I’ve written many times about not turning the dinner table into a battleground. About being reasonable, understanding, and non-fanatical. About taking the slow road of education and leading by example. Turns out I have a hole in my memory the size of 6 months…
My Life as a YIFA
Our friends Andy and Diane and their three kids visited us last month. We reminisced about our 10-year friendship, including a trip to the Jersey shore that was a ritual for them, and to which we tagged along one year. Andy reminded me about the tension in the air, due entirely to my failing efforts to get my wife and kids to eat healthy food, not junk food, on this trip.
I had just seen the food light, and was busy detoxing my own diet and struggling not to eat pizza and cookies every chance I got. My family was nowhere near my state of consciousness – how could they have been? All of a sudden I made a 180 degree turn and announced that cheese and yogurt, which I had told them was good, was bad. And that was one among many such revelations they were dealing with.
And like all YIFAs (Young Intolerant Fundamentalist A-holes, a term Bryan Todd and I coined in a different context), I was so insecure in my own beliefs that I needed to impose them on everyone I met.
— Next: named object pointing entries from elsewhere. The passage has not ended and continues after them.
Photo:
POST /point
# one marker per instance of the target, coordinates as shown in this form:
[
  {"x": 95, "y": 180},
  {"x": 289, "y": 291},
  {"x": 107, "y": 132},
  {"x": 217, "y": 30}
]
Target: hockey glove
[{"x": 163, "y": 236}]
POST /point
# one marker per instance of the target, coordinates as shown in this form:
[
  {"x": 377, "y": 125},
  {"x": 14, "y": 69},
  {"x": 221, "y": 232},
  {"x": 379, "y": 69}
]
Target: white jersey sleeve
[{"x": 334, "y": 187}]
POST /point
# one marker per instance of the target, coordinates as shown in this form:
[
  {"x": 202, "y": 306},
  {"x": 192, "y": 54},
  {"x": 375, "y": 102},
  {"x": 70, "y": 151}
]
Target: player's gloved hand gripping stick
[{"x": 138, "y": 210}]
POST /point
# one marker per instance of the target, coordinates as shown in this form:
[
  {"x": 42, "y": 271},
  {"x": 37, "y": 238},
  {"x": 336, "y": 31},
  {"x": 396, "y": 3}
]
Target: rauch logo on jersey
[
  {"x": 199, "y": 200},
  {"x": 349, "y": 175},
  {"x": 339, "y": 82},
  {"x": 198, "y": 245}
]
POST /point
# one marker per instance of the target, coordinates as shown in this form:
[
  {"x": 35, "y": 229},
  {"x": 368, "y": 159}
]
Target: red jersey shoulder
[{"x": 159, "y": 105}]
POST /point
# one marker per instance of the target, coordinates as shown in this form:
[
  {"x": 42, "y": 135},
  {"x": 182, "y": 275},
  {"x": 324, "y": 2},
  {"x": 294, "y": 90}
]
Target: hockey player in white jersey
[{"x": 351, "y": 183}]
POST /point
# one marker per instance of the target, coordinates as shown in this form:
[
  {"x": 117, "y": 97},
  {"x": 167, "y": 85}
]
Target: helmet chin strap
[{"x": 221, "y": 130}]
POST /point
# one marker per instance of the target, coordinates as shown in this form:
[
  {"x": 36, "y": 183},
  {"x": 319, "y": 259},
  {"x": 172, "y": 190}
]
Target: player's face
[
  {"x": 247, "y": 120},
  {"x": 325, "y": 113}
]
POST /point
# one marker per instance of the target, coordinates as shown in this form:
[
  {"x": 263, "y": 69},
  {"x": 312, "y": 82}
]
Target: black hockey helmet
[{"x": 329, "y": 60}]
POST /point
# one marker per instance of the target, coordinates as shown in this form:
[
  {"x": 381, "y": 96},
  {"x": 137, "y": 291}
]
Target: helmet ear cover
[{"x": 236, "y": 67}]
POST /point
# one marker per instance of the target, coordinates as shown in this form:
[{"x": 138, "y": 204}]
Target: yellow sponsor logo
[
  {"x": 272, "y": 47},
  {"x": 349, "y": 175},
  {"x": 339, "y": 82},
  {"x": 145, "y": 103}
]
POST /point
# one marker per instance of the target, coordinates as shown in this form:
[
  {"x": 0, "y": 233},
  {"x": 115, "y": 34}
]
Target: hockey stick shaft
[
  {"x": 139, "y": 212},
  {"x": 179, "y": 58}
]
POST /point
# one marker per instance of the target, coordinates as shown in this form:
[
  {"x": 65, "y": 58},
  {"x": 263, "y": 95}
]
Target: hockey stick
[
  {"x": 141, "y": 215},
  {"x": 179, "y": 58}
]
Showdown in Jackson Township
So we stopped at a package store in Jackson Township, halfway to Long Beach Island, where Andy and Diane picked up their favorites: soda, chips, sub sandwiches with deli meat, and cookies. I was horrified to see my family come out with a 6-pack of Ginger Ale and two bags of Cheddar popcorn. LIke an early Church father, i railed against the lifestyle of the pagans, and exhorted my slipping kin to follow me to the light, toward salvation, away from the tortures of casein and refined sugar.
I lost that day.
We kind of had a lousy time, because I was being tough and judgmental about what they were eating and drinking.
Several years later, we’re eating healthy food. My kids hardly ever get sick. They’re full of energy, lean and fit, strong and flexible. My wife is awesome; she cooks delicious garden-fresh meals with whole grains, and just became a certified Natural Trainer up at the Monkey Bar Gym in Madison, Wisconsin. All three of them now acknowledge that they’ve changed, that they’re much happier and healthier and more fulfilled, even though they aren’t eating junk food and dairy and stuff like that.
So it was worth it, right?
Two Ways to Be Kind – or Not
I often get emails from moms who don’t know what do to about their obese kids. The emails are heart-wrenching. I want to swoop down in a cape and tights and defeat the food industry, and make eating safe again for these families. I want to give them the education and resources to instantly detox, and embrace fruit smoothies and veggie wraps and oatmeal for breakfast, and all the other strategies that fit families know and use.
Yet I don’t want to be responsible for family conflict, for dinnertime battles, for engendering the same kind of fundamentalist intolerance that I displayed for months.
The longer I work on this, the fewer right answers I can find. Sometimes it works to be patient, and sometimes, as I was reminded, it pays to be uncompromising. In transition, as everywhere else in life, balance is key. My wish for my desperate email correspondents is that they act always out of love and greater awareness, whether the action is pliant or inflexible, permissive or uncompromising. And that we may all move, at all times, toward greater wellness and happiness.